As noted above, in section 3, a separate study was conducted relating to cost driver parameters for additional authorisations. In order to understand the cost drivers for additional vehicle authorisations the Agency used two sources of information to identify these cost drivers:

The results of questionnaires to the sector.

The bilateral meetings with the sector.

The questionnaire was sent in June 2009 to the railway sector organisations to collect information about parameters considered to be cost drivers in the field of vehicle authorisation. The information received from the filled-out questionnaires was treated confidentially.

The Agency evaluated feedback from main manufacturers supplying European markets for locomotives and unit rolling stock.

The Agency assumed that the knowledge of such “cost drivers” would support the setting up of priorities for the evaluation of equivalence of NRs.

5.1 Identified cost driver Parameters

The study assumed at the beginning a number of technical parameters (see table 3) to be cost

drivers. The railway sector confirmed all these parameters to be cost drivers in the authorisation

procedure.

TABLE 3 - Cost driver parameters

Parameter Explanation

CCS Integration of ERTMS inside the vehicle.

Equipment of locomotives with additional Class B systems

Existing national trackside Automatic Train Protection/Automatic Train Control systems require the use of Class B systems in a vehicle.
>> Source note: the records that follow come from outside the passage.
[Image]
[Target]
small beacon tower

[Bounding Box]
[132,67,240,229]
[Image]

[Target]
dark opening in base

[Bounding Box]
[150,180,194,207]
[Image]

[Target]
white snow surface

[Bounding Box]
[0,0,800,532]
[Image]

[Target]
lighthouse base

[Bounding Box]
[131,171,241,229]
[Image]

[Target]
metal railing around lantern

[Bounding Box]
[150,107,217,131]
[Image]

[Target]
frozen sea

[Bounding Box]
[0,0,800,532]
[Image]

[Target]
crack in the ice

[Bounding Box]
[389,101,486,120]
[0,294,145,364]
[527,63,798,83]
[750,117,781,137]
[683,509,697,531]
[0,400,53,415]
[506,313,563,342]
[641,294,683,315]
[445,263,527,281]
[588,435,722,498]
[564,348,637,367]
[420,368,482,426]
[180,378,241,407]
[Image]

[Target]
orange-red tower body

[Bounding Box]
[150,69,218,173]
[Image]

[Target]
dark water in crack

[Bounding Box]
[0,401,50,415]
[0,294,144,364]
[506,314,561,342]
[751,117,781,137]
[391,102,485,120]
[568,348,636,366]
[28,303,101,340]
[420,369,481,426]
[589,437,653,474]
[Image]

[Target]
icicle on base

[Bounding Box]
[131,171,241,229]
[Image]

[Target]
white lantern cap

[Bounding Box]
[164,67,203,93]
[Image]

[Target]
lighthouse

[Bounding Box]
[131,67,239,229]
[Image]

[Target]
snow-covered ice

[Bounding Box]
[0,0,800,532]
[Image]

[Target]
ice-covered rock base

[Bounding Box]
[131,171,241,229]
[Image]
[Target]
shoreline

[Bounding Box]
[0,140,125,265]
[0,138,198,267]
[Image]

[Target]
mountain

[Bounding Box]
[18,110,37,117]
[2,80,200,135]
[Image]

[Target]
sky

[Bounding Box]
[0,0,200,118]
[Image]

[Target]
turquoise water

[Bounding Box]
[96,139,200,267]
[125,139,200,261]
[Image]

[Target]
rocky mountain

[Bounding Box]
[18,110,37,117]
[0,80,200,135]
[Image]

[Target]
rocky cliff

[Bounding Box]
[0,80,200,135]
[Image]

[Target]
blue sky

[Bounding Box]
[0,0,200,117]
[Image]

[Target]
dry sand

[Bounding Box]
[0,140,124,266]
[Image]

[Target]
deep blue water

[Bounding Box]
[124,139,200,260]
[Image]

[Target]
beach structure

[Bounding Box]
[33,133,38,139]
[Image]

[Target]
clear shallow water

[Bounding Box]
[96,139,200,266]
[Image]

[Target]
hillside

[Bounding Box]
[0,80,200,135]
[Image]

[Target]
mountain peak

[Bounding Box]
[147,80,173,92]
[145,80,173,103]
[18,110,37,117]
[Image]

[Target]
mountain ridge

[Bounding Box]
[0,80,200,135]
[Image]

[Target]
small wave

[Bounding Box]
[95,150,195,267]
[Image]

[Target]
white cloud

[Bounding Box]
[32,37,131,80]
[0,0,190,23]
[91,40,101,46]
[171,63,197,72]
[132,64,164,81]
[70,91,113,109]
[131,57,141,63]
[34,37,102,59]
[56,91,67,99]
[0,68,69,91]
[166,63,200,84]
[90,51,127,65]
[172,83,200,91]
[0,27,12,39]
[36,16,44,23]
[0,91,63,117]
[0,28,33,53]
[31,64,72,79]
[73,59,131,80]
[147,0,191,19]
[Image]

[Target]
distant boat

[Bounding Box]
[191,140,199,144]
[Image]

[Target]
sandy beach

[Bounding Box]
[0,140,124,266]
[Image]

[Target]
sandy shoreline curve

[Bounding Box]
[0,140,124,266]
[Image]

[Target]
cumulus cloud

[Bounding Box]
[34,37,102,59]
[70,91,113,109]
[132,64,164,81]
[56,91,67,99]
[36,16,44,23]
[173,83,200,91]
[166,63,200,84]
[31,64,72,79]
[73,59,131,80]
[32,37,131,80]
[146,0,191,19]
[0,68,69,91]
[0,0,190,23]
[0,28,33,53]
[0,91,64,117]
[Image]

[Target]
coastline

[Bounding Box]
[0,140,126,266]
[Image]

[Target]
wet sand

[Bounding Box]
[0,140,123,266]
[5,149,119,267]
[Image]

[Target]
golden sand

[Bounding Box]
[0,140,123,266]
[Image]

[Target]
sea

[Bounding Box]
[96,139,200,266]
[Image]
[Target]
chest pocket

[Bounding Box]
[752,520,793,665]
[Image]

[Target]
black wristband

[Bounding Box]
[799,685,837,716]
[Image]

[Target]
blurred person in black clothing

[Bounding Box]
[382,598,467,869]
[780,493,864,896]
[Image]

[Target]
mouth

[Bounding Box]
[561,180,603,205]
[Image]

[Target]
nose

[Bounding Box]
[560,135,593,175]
Different requirement leading to exchange of pantograph

Different existing power systems as well as the different geometry of the overhead contact line may lead to additional/different requirements related to the pantograph.

Testing to proof running dynamic behaviour

Different track geometry characteristics (especially rail inclination) require the proof of running dynamic behaviour.

Aerodynamic effects Impact of aerodynamic loads caused by the vehicle upon other parts of the railway system and upon the environment.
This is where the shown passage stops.